Over my many years in ministry, I’ve heard people ask why everything in church or ministry needs to be so planned out. “Why don’t we leave room for the Spirit to show up?” Or, “I’m speaking at the women’s study. Can’t wait to see how God shows up!” Ever heard something like this? Strategic planning is seeking God’s direction and prayer before your program, event or ministry begins. God works during the planning time. His Spirit guides and counsels us as we plan. As I read my Bible, I see God in the details. He has a plan for everything – creation, Adam and Eve, the flood, His temple, His people – everything! He is a God of order and when we place our ideas and hopes and desires in His hands, He will help us craft effective plans that serve Him and others well.

#8 Don’t worry – God’s got this.

This is one platitude that makes me grit my teeth. It’s right up there with people telling me to “smile” when they have no clue what I’m dealing with. Of course, we are not to worry. That alone is difficult to achieve consistently. And, of course, God’s got this, but what does that look like in reality? Are we just supposed to check out? Hands off? Quit praying or pursuing a solution to the problem? Are we to stop seeking wise counsel? Pretend it doesn’t exist? Of course not! If God has us in the middle of something, we are there for a reason. He wants to use us, grow us and teach us. When the good Samaritan saw the wounded man on the side of the road, did he think, “don’t worry-God’s got this” and walk on? No, he DID something. Find out what God is asking of us in these situations and then do it. Rarely does He invite us to do nothing.

#9 I don’t have time to develop or train people for ministry.

Over and over again, I see people placed in important ministry roles with inadequate training. Are they capable of great things? Yes. Are they smart people who want to serve? Yes. Then why would we handicap them by not training and equipping them as best we can? Many times these good people are able to get a lot done on their own with little input, so they are tapped for ministry positions. They have no team building, leadership or emotional intelligence skills and sometimes no theological foundations, but people like them and they get stuff done. In the long run, this inhibits good ministry growth. People must be developed as potential leaders and learn what it looks like to invite others in and develop them for intentional ministry. It is a priceless and productive investment of your time.

#10 Working on a church staff or Christian organization is the perfect job.

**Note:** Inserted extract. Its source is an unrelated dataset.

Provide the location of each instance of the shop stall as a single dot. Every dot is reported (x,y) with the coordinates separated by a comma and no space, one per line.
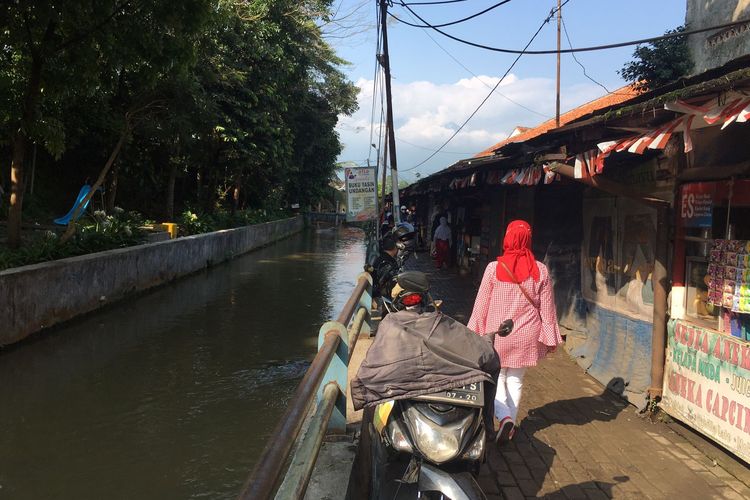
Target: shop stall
(707,372)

No. It. Isn’t. Nothing is perfect in this world. We can read about ministry disagreements and differences of opinion throughout the Bible. Check out Numbers 12:1-2, Luke 22:24-27, Acts 15:36-41 and 1 Corinthians 1:9-11 for a few examples. Whenever people are involved (ourselves included), there will be struggles. Christian environments should be different. They should be better at acceptance and celebration and forgiving and mentoring and promoting. Unfortunately, this isn’t always the case. Ask ANYONE who has ever served on a Christian board or in a ministry. You might not love how some people “do” ministry. You might love them, but not how they work, all their ideas or what they ask you to do. The challenge is to get to know how others are wired and gifted, use open and respectful communication and develop trust. These things require work, time and determination. Being a part of a Christian team and ministry is not perfect, but it is amazing.

I hope my musings on these myths have encouraged you in some way or spurred your thinking! I would love to hear about myths that you have encountered along your journey.